Keelan helps to organize the annual Vermont Wounded Warriors Golf Tournament, which in three years has raised more than $120,000. About half of that money was given to the veterans’ home. Fund raising “could remove the burden of going to the state for capital funds,” he said.
Krawczyk countered that the home would still need operating funds. By law, donations to the home can only cover capital improvements such as buildings and furniture, he said.

 

‘A matter of setting priorities’
The options of privatizing or closing the home don’t seem to be getting serious consideration at this point.


Morrissey said either option would ultimately cost the state money. If the home were to close, the state would have to return $11 million in federal grants. Nearly 200 staff members would be out of jobs, which Jackson said would have a ripple effect costing perhaps another 200 jobs locally. The total economic impact of closing could be as much as $36 million, and the home’s 130 residents would have to find someplace else to go.

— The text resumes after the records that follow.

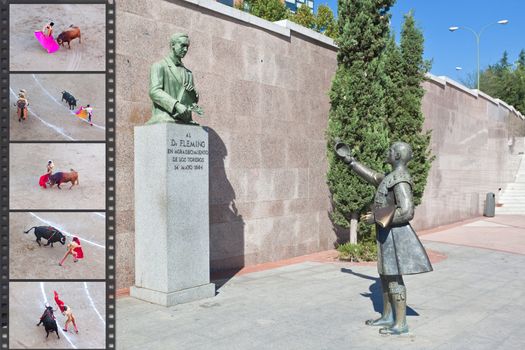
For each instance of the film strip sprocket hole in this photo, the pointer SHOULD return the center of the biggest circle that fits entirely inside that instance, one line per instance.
(110, 174)
(4, 173)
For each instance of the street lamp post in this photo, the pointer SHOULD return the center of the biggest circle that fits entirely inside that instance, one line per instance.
(477, 35)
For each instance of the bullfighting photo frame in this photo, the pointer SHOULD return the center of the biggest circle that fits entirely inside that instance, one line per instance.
(57, 78)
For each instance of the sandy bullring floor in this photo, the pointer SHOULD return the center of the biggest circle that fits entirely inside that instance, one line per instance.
(26, 304)
(26, 53)
(28, 163)
(49, 118)
(27, 260)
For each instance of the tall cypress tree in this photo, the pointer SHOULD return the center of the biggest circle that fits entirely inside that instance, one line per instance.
(357, 110)
(406, 119)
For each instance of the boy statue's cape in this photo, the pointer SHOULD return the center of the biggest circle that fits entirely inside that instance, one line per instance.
(47, 42)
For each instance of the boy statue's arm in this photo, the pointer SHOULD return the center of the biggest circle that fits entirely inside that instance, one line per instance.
(367, 174)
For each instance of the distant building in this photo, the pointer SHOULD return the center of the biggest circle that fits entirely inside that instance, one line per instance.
(293, 5)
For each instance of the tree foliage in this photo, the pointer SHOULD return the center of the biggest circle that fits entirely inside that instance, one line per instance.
(357, 114)
(304, 16)
(506, 81)
(376, 98)
(271, 10)
(325, 22)
(406, 71)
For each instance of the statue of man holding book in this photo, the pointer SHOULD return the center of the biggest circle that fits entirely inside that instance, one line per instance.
(399, 250)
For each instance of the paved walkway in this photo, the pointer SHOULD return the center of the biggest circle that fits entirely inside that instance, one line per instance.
(474, 299)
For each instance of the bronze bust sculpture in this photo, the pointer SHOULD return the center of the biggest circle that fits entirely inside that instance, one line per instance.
(172, 89)
(399, 250)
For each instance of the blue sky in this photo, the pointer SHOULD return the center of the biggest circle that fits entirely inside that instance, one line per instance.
(451, 49)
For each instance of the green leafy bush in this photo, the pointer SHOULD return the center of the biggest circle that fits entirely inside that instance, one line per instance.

Morrissey, Keelan, Krawczyk, Sears, and others want to see the home become a budget line item like other state agencies, “so we don’t have to go through this every year,” Morrissey said.
Krawczyk said the home’s needs are small in the context of the state’s finances.
“The state can raise taxes for everything else,” he said. “It’s a matter of setting priorities.”
Sears is on the Senate Appropriations Committee, which in late April was working on its own version of a state budget. He called the House deadline of 2018 for self-sufficiency “very unrealistic.”


“We’re trying to take that language out,” Sears said. “We don’t want the home to close.”
Sears suggested cutting costs by making better use of some of the home’s space, ensuring that patients receive all the federal funds to which they’re entitled, and getting authorization to replace some of the full-time staff with less expensive part-time workers.


He said he expected the Senate to complete its budget bill in late April, after which the budget would return to the House for reconciliation. The final vote on the spending plan will be between May 1 and the Legislature’s adjournment on May 15.